OP: The Stag Cook Book and Favorite Recipes of Famous Women (2 vols)
These two volumes fall into the category of celebrity recipe anthologies that anticipated interest purely for the name-dropping within.
The Stag Cook Book (1922) stands out with contributors that are still recognizable and notable 100 years later. We could call out John Philip Sousa’s pelotas a la Portuguese; John Harvey Kellog’s macaroni with cheese—containing cottage cheese, boiled eggs, and no bechamel to speak of; Houdini’s deviled eggs; or Charlie Chaplin’s steak and kidney pie, the procedure for which will certainly raise an eyebrow or two.
The contributors to Favorite Recipes of Famous Women (1925), unfortunately, are largely identified by their husband’s names and often more reliant on his notoriety than their own: Mrs. [Cristina] Henry Ford offers a winter strawberry shortcake; Mrs. [Mina Miller] Thomas Edison—further reduced to “wife of electrical genius”—contributes a cheese soufflé; Mrs. Edna Woolman Chase (bearing her own name!), then editor of Vogue, presents a cranberry pie; and Mrs. [Grace] Calvin Coolidge offers a pineapple salad.

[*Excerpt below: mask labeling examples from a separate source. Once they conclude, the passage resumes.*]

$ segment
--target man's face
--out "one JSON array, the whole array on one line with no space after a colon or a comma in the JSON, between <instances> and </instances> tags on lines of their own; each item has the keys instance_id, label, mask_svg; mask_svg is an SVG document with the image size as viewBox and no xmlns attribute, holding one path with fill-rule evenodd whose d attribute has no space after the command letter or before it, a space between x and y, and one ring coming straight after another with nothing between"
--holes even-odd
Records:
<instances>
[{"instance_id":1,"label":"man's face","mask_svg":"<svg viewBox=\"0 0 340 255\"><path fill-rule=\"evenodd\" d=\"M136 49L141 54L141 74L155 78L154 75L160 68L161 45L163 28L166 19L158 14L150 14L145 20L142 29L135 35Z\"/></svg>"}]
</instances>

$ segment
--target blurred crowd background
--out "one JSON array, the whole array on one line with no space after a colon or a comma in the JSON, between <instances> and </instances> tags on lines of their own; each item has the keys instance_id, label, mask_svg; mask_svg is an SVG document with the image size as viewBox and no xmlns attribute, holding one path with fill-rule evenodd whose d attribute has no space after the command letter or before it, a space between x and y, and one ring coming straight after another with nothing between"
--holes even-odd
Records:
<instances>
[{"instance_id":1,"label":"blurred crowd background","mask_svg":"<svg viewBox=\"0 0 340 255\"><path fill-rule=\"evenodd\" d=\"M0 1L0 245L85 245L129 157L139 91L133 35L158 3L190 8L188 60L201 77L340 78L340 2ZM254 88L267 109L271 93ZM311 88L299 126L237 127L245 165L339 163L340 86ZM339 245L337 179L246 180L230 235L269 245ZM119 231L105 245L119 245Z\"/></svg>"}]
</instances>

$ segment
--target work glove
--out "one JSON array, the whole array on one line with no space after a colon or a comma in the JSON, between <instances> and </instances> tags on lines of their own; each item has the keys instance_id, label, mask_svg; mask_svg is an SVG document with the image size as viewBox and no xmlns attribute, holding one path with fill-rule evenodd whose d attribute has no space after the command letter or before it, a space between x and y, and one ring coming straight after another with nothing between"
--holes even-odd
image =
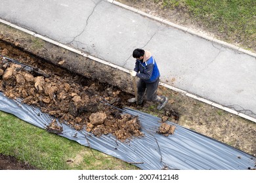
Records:
<instances>
[{"instance_id":1,"label":"work glove","mask_svg":"<svg viewBox=\"0 0 256 183\"><path fill-rule=\"evenodd\" d=\"M137 73L136 72L136 71L130 71L130 75L131 75L131 76L132 76L133 77L135 77L135 76L136 76L136 74L137 74Z\"/></svg>"}]
</instances>

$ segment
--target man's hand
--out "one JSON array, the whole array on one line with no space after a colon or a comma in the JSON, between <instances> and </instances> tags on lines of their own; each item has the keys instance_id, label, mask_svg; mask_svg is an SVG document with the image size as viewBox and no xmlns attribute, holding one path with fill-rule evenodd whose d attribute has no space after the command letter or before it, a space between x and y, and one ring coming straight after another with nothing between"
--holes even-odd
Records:
<instances>
[{"instance_id":1,"label":"man's hand","mask_svg":"<svg viewBox=\"0 0 256 183\"><path fill-rule=\"evenodd\" d=\"M131 76L132 76L133 77L135 77L136 76L136 74L137 73L136 71L130 71L130 75Z\"/></svg>"}]
</instances>

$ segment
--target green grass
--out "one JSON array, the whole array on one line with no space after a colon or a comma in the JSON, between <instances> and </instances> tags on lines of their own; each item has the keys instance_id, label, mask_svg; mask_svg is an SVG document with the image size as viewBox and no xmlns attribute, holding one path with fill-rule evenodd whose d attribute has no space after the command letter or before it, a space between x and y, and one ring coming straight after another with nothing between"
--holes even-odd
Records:
<instances>
[{"instance_id":1,"label":"green grass","mask_svg":"<svg viewBox=\"0 0 256 183\"><path fill-rule=\"evenodd\" d=\"M255 0L152 0L165 8L183 10L209 30L226 41L238 42L255 49Z\"/></svg>"},{"instance_id":2,"label":"green grass","mask_svg":"<svg viewBox=\"0 0 256 183\"><path fill-rule=\"evenodd\" d=\"M0 111L0 153L39 169L139 169Z\"/></svg>"}]
</instances>

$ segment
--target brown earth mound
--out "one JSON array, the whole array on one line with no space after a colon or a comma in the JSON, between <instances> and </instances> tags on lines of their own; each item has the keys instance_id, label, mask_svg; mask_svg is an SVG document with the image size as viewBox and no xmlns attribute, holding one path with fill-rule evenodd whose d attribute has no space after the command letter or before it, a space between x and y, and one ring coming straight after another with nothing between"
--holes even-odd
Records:
<instances>
[{"instance_id":1,"label":"brown earth mound","mask_svg":"<svg viewBox=\"0 0 256 183\"><path fill-rule=\"evenodd\" d=\"M72 78L41 71L38 75L36 71L2 59L0 90L11 99L23 99L24 103L40 108L76 130L85 129L97 137L111 133L120 141L143 135L138 118L123 114L104 102L112 101L112 104L120 105L119 91L107 88L100 93L101 86L96 84L81 86L72 82ZM56 122L47 130L56 133L62 131Z\"/></svg>"}]
</instances>

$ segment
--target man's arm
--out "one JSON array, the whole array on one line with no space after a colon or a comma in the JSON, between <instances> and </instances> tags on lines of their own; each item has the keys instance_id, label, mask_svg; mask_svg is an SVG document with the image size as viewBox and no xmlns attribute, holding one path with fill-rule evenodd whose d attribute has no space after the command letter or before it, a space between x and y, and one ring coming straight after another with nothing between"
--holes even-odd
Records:
<instances>
[{"instance_id":1,"label":"man's arm","mask_svg":"<svg viewBox=\"0 0 256 183\"><path fill-rule=\"evenodd\" d=\"M137 73L137 76L142 80L149 80L152 75L153 69L154 64L148 64L144 69L143 73Z\"/></svg>"}]
</instances>

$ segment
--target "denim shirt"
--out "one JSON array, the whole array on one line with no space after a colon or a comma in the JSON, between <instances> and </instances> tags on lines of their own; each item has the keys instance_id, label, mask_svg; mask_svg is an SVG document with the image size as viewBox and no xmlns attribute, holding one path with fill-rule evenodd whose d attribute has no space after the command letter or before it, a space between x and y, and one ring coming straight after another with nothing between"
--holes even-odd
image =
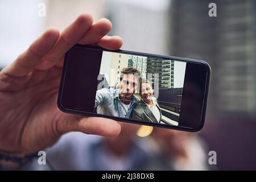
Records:
<instances>
[{"instance_id":1,"label":"denim shirt","mask_svg":"<svg viewBox=\"0 0 256 182\"><path fill-rule=\"evenodd\" d=\"M131 118L133 110L139 102L139 99L133 95L131 102L127 113L122 113L122 104L119 99L119 89L104 88L96 92L95 107L97 107L98 114Z\"/></svg>"}]
</instances>

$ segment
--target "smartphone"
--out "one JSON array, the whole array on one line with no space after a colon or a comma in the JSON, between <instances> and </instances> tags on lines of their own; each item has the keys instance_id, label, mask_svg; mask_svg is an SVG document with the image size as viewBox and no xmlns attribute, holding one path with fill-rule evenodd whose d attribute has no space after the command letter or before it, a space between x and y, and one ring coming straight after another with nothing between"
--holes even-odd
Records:
<instances>
[{"instance_id":1,"label":"smartphone","mask_svg":"<svg viewBox=\"0 0 256 182\"><path fill-rule=\"evenodd\" d=\"M57 105L63 112L195 132L204 124L205 61L77 44L65 54Z\"/></svg>"}]
</instances>

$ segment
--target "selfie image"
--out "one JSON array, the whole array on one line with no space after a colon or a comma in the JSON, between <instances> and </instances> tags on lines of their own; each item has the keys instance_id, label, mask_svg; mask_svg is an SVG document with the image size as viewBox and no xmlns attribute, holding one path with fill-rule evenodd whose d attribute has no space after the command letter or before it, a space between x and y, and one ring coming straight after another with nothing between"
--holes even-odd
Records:
<instances>
[{"instance_id":1,"label":"selfie image","mask_svg":"<svg viewBox=\"0 0 256 182\"><path fill-rule=\"evenodd\" d=\"M186 63L103 51L97 114L179 125Z\"/></svg>"}]
</instances>

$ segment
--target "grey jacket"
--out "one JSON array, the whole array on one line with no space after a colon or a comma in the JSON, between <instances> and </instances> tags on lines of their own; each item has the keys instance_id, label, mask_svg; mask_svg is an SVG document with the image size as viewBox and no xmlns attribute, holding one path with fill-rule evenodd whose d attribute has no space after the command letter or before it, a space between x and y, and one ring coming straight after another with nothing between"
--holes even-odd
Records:
<instances>
[{"instance_id":1,"label":"grey jacket","mask_svg":"<svg viewBox=\"0 0 256 182\"><path fill-rule=\"evenodd\" d=\"M160 121L162 119L161 110L160 109L160 107L158 105L158 102L156 101L156 99L155 98L154 98L154 99L155 100L156 106L158 107L160 111ZM142 100L141 100L139 104L138 104L137 106L133 109L131 119L151 122L156 123L160 123L160 121L158 122L158 121L156 120L152 111Z\"/></svg>"}]
</instances>

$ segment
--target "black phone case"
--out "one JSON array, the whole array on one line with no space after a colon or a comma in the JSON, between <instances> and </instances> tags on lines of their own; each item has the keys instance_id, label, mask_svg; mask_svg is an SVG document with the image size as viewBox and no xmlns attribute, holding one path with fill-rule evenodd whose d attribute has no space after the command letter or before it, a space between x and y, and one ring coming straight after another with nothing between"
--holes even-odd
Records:
<instances>
[{"instance_id":1,"label":"black phone case","mask_svg":"<svg viewBox=\"0 0 256 182\"><path fill-rule=\"evenodd\" d=\"M189 132L197 132L197 131L201 130L203 129L203 127L204 125L204 122L205 122L205 119L206 109L207 109L207 98L208 98L208 90L209 90L210 77L210 72L211 72L210 65L207 62L203 61L203 60L196 60L196 59L183 58L183 57L180 57L158 55L155 55L155 54L138 52L125 51L125 50L122 50L122 49L110 51L110 50L104 49L104 48L101 48L98 46L89 46L89 45L76 44L76 45L74 46L74 47L84 47L84 48L93 48L93 49L100 49L100 50L105 51L111 51L113 52L117 52L117 53L128 53L128 54L131 54L131 55L138 55L138 56L147 56L147 57L161 57L161 58L167 59L175 60L178 60L178 61L187 62L187 63L199 63L201 64L203 64L206 67L206 68L207 69L207 82L206 82L204 96L204 101L203 101L204 104L203 104L203 111L202 111L201 125L198 128L196 128L196 129L186 128L184 127L180 127L179 126L167 125L163 125L163 124L160 124L160 123L152 123L152 122L147 122L147 121L136 121L136 120L132 119L126 119L126 118L123 118L115 117L112 117L112 116L106 115L98 114L96 114L96 113L87 113L87 112L81 111L72 110L66 109L64 108L61 106L61 96L62 96L62 91L63 91L63 84L64 84L64 82L65 70L66 70L66 68L67 68L68 51L66 53L66 54L65 55L64 62L64 64L63 64L62 73L61 73L61 78L60 87L59 87L59 89L58 98L57 98L57 106L61 111L62 111L64 113L68 113L68 114L78 114L80 115L83 115L83 116L86 116L86 117L104 117L104 118L112 119L116 120L118 121L131 123L134 123L134 124L137 124L137 125L147 125L147 126L155 126L155 127L167 128L167 129L174 129L174 130L176 130L189 131Z\"/></svg>"}]
</instances>

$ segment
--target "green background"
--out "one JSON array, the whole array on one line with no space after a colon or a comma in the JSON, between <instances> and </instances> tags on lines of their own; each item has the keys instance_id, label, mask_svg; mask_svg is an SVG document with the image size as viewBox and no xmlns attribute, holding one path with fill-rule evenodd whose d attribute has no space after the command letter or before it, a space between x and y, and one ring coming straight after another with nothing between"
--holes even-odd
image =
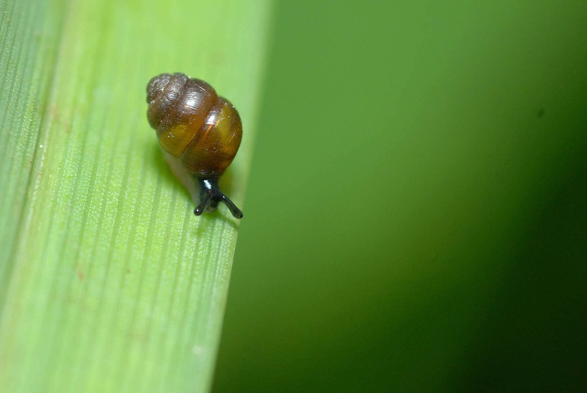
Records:
<instances>
[{"instance_id":1,"label":"green background","mask_svg":"<svg viewBox=\"0 0 587 393\"><path fill-rule=\"evenodd\" d=\"M214 391L581 386L585 2L274 11Z\"/></svg>"}]
</instances>

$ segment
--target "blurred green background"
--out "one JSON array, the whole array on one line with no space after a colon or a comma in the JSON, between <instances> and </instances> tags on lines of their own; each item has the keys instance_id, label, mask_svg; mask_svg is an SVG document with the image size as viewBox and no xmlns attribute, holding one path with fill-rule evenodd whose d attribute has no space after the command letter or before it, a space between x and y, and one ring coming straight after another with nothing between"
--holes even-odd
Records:
<instances>
[{"instance_id":1,"label":"blurred green background","mask_svg":"<svg viewBox=\"0 0 587 393\"><path fill-rule=\"evenodd\" d=\"M587 7L477 2L276 2L214 392L583 385Z\"/></svg>"}]
</instances>

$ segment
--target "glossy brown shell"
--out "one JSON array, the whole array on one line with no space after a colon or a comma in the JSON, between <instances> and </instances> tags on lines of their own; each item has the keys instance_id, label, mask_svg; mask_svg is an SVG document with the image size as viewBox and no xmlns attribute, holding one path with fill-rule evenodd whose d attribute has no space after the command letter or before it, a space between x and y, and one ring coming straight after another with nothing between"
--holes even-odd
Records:
<instances>
[{"instance_id":1,"label":"glossy brown shell","mask_svg":"<svg viewBox=\"0 0 587 393\"><path fill-rule=\"evenodd\" d=\"M190 174L218 178L241 144L238 113L210 84L184 74L161 74L147 86L147 117L159 143Z\"/></svg>"}]
</instances>

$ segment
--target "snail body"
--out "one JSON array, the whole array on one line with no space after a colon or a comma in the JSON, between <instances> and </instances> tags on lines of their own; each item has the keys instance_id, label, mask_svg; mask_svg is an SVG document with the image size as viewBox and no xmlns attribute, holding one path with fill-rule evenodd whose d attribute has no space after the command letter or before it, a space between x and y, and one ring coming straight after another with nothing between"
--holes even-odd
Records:
<instances>
[{"instance_id":1,"label":"snail body","mask_svg":"<svg viewBox=\"0 0 587 393\"><path fill-rule=\"evenodd\" d=\"M234 106L210 84L183 73L161 74L147 85L147 117L176 175L190 191L194 214L224 203L242 212L220 191L218 178L241 144L242 125Z\"/></svg>"}]
</instances>

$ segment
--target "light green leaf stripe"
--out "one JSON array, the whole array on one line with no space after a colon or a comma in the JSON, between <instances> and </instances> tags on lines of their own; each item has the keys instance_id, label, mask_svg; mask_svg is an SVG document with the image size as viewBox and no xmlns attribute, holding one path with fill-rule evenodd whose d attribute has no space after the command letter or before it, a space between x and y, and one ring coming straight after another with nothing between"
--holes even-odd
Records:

What tickles us about the two books, and why we are offering them together, is that the latter was written, apparently, in retaliation to the former—perhaps an early example of trolling for those sociologists keeping score. The dedication page in Stag petulantly states:
“Dedicated to that great host of bachelors and benedicts alike who have at one time or another tried to ‘cook something’; and who, in the attempt, have weakened under a fire of feminine raillery and sarcasm, only to spoil what, under more favorable circumstances, would have proved a chef-d’oeuvre.”
As some of our samples might suggest, these men, left to their own devices, did not always produce dazzling results.
Journalist and historian Florence Stratton’s foreword to Famous Recipes begins, “I am going to be frank with you…I purchased a cook book, and took it home…It was the assembled recipes of noted men of this country. I took the compiled ignorance of the intellectuals of America and went singing to my kitchen to indulge my gustatory proclivities…”
What follows is a tongue-in-cheek description of Stratton’s attempt at executing silent film actor Thomas H. Ince’s recipe for halibut in Stag, which proved to be so inedible that she fed it to the dog for whom she gave a “military funeral” the next day as a result.We might have more success cooking from Favorite Recipes, but we simply delight in the pettiness we find between the two. Our copies of both are Very Good first printings, sans dust jackets. We have had the endpapers replaced in Stag to secure the binding, and the mustard yellow case is slightly discolored and stained with a rubbed spine. There is a penciled gift inscription and ownership blind stamp to the original front endpaper. Favorite Recipes shows age stains but is otherwise sturdy and crisp. Good fun.